Re: [Veritas-bu] HELP!!!!

I would be careful with locking a 1GbE NIC. The definition of 1GbE mandates autonegotiation, i.e. it is not valid to lock the speed. You can of course only advertise 1000/FDX, so that would be the only possibility for autonegotiation.

DNS can be slowed down if you have lots of domain names in the domain search list, as it will try them all. You can avoid this by using fully-qualified names with a terminal dot (e.g. server.bigco.com.) but I must admit I don’t as it would confuse people who don’t know what it is for and some tools/scripts will just break with it.

Maybe worth checking with traceroute to your DNS servers and between your servers, to make sure it is using the NICs that you expect (if you have > 1 in any server).

You can use a tool like ‘ping plotter’ to see if there is something really slow in your network, but it is more aimed at WAN testing.

William D L Brown

From: veritas-bu-bounces AT mailman.eng.auburn DOT edu [mailto:veritas-bu-bounces AT mailman.eng.auburn DOT edu] On Behalf Of Patrick
Sent: 27 September 2011 15:17
To: veritas-bu AT mailman.eng.auburn DOT edu
Subject: Re: [Veritas-bu] HELP!!!!

I have cleaned up some of our “DNS” problems, although they were not the clients in question, and will see how it goes tonight. It also turns out that the medias servers had “files dns” in /etc/nsswitch.conf whereas the master had “dns host”. I’ve changed the master to match. They also changed the NIC cards on the master to 1GB instead of auto negotiate. So we will see what happens tonight. If it is a problem with hitting the DNS servers too hard it should get worse tonight. J

Thank all of you for your suggestions.

Regards,

Patrick Whelan

VERITAS Certified NetBackup Support Engineer for UNIX.

VERITAS Certified NetBackup Support Engineer for Windows.

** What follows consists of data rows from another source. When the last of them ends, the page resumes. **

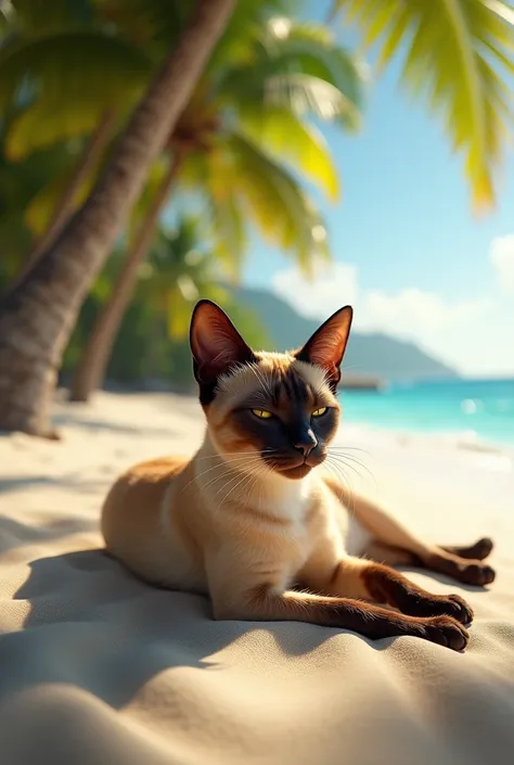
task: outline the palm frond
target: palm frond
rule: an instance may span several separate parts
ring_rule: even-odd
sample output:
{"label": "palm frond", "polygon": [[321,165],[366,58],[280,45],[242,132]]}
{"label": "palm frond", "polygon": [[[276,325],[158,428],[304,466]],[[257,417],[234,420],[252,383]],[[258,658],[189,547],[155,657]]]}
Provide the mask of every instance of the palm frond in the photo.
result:
{"label": "palm frond", "polygon": [[44,33],[7,46],[0,50],[0,107],[21,88],[33,94],[11,125],[10,156],[90,132],[107,106],[129,109],[152,67],[141,50],[95,29]]}
{"label": "palm frond", "polygon": [[295,113],[273,106],[242,111],[237,132],[337,200],[339,179],[329,146],[319,130]]}
{"label": "palm frond", "polygon": [[222,97],[262,101],[355,129],[360,124],[362,71],[324,28],[272,18],[257,36],[245,65],[227,68]]}
{"label": "palm frond", "polygon": [[237,195],[264,238],[288,252],[304,272],[327,256],[326,231],[301,186],[243,136],[223,141],[213,170],[214,195]]}
{"label": "palm frond", "polygon": [[512,119],[514,11],[503,0],[335,0],[402,84],[444,122],[464,155],[475,209],[494,203],[494,174]]}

netbackup AT whelan-consulting.co DOT uk

From: Bahnmiller, Bryan E. [mailto:bbahnmiller AT dtcc DOT com]
Sent: 27 September 2011 15:44
To: Patrick
Subject: RE: [Veritas-bu] HELP!!!!

Patrick,

That is strange. I’m wondering if something else is going on. I have seen situations where you beef up your environment and it introduces you to other problems that used to be masked by a limited environment. With that many drives and that much memory, you are going to be able to queue up and run more jobs. If you are creating jobs faster, I wonder if you are running into name resolution problems now. Can you find out how loaded your DNS server is during the same time frame? I have seen where one of the older NBU environments I had was pounding the DNS servers to the point that they were running 100% cpu. I thought 6.x was much better at this, but it could possibly be related to the way your Linux servers are doing name caching and how hard they hit the DNS servers.

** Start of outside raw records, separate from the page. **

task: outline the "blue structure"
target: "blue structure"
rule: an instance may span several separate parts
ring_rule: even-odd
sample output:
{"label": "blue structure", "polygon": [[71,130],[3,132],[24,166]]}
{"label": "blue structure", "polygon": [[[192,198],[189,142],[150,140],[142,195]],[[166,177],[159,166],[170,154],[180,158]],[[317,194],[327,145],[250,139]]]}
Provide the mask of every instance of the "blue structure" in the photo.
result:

One other possibility would be the VTL. I’ve had better luck with the newer DataDomain’s from EMC than their older “DL’s”. It may be possible that they are slow in responding to requests when they get busy, but I wouldn’t think those would show up as error 47’s.

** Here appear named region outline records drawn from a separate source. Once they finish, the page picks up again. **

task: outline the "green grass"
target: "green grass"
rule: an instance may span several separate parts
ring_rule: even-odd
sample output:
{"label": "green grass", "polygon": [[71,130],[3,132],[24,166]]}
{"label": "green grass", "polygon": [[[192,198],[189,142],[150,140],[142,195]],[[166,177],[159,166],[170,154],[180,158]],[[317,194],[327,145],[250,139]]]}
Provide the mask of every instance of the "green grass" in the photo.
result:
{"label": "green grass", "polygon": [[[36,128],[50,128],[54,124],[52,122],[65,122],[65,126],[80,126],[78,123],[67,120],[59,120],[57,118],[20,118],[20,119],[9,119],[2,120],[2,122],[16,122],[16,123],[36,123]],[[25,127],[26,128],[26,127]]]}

Does /var/log/messages show anything around the same time frame?

Bryan

From: veritas-bu-bounces AT mailman.eng.auburn DOT edu [mailto:veritas-bu-bounces AT mailman.eng.auburn DOT edu] On Behalf Of Patrick
Sent: Tuesday, September 27, 2011 4:17 AM
To: veritas-bu AT mailman.eng.auburn DOT edu
Subject: [Veritas-bu] HELP!!!!

Hi All,

The situation is getting crazy. Last night 17% of our backups failed with error code 47. It happened on only 6 of the 58 media servers. All the jobs were trying to backup up to one of two of the four VTL libraries. Looking at the <16> and <32> errors in /usr/openv/netbackup/logs I see CORBA errors on 3 of the six and Robot Failures on the other three. While we have many 47 errors on the weekends, this is a first of this magnitude for a week day. The only change I am aware of is: last week we increased the memory of 5 of the 6 media servers from 12GB to 32GB. Is it possible to have TOO much memory?

Environment:

RedHat Linux 64bit running 32Bit NetBackup 6.5.6

4 EMC VTL Libraries (sorry don’t know model #) 164 drives configured on each.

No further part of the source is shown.